Rays right-hander Tyler Glasnow allowed two runs and left after four innings with a tight elbow. But the Rays’ bullpen strung together five zeros. The Sox (41-25) had five hits, including Tim Anderson’s single leading off the eighth that put the tying run at the plate, but right-hander Diego Castillo picked him off for the first out.

“Well, I’d like to see the move,” manager Tony La Russa said, “but, yes, he had a green light to go, and he’s got excellent judgment. He got picked. It’s not a bad baseball play when you’re trying to steal a base to get picked off. It’s better to be picked off than to be thrown out at second.

“He didn’t do anything wrong.”

The matchup before 18,024 fans at Guaranteed Rate Field marked the first Sox game since July 20, 2006, at Detroit in which both teams owned the top two records in baseball.
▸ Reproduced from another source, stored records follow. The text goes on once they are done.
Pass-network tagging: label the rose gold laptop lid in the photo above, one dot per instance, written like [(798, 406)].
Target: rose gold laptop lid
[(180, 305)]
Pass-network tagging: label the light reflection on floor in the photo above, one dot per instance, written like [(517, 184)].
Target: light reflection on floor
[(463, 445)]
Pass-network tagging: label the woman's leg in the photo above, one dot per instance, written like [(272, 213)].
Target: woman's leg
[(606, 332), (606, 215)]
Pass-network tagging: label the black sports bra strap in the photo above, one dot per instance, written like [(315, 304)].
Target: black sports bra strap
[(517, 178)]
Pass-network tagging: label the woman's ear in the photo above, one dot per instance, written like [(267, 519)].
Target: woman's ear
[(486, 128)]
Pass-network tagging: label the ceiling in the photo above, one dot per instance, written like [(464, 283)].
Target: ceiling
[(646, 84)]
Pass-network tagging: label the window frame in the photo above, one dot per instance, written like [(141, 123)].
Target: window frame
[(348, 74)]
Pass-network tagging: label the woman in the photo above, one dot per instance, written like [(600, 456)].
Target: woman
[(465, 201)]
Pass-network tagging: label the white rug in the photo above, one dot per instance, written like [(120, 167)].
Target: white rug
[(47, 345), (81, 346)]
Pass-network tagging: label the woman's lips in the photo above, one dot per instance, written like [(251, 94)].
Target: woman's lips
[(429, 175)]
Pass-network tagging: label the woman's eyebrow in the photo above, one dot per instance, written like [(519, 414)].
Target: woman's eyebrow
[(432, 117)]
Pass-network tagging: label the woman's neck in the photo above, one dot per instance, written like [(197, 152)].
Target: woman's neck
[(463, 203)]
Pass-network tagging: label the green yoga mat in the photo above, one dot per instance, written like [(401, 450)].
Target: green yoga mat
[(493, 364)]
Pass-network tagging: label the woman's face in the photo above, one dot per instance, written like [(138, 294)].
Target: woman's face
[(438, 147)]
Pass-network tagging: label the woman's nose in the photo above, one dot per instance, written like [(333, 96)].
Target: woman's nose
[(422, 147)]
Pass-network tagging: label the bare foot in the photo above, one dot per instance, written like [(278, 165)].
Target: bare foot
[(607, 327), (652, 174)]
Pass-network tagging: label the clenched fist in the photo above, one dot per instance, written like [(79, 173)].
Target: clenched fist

The Rays were aggressive early in counts against Lynn (7-2, 1.66 ERA), who wasn’t at his very best but logged a workmanlike six innings, leaving with the Sox trailing by a run. Lynn served up a two-run homer to cleanup man Austin Meadows in the first and a solo shot to leadoff man Brandon Lowe in the third, putting the Sox in a 3-0 hole.

“I made two mistakes,” Lynn said. “One was a decent pitch, and he made a good swing and kept it fair. The other one was a bad sinker down and in, especially with two outs. You can’t make that pitch right there.”

The Sox flashed some speed, scoring two in the third. Leury Garcia doubled, advanced on Danny Mendick’s fly to right and scored on a wild pitch that didn’t bounce far away from catcher Mike Zunino. But Garcia got a good read on it and a quick jump. After Anderson’s hustle double with two outs, Brian Goodwin poked a single to left, scoring Anderson.

Randy Arozarena’s homer against left-hander Garrett Crochet in the eighth, the first allowed by the rookie, ended Crochet’s scoreless-innings streak at 16 and gave the Rays a 4-2 lead. An error on Sox reliever Jose Ruiz covering first allowed the Rays’ fifth run to score in the ninth.

“It was an even-steven game that got away from us at the end,” La Russa said. “We had a couple of chances. I liked the way we competed.

“I am impressed [by the Rays], but I’m also impressed by the White Sox. We were a one-run game [until the eighth inning]. So I was impressed with both teams.”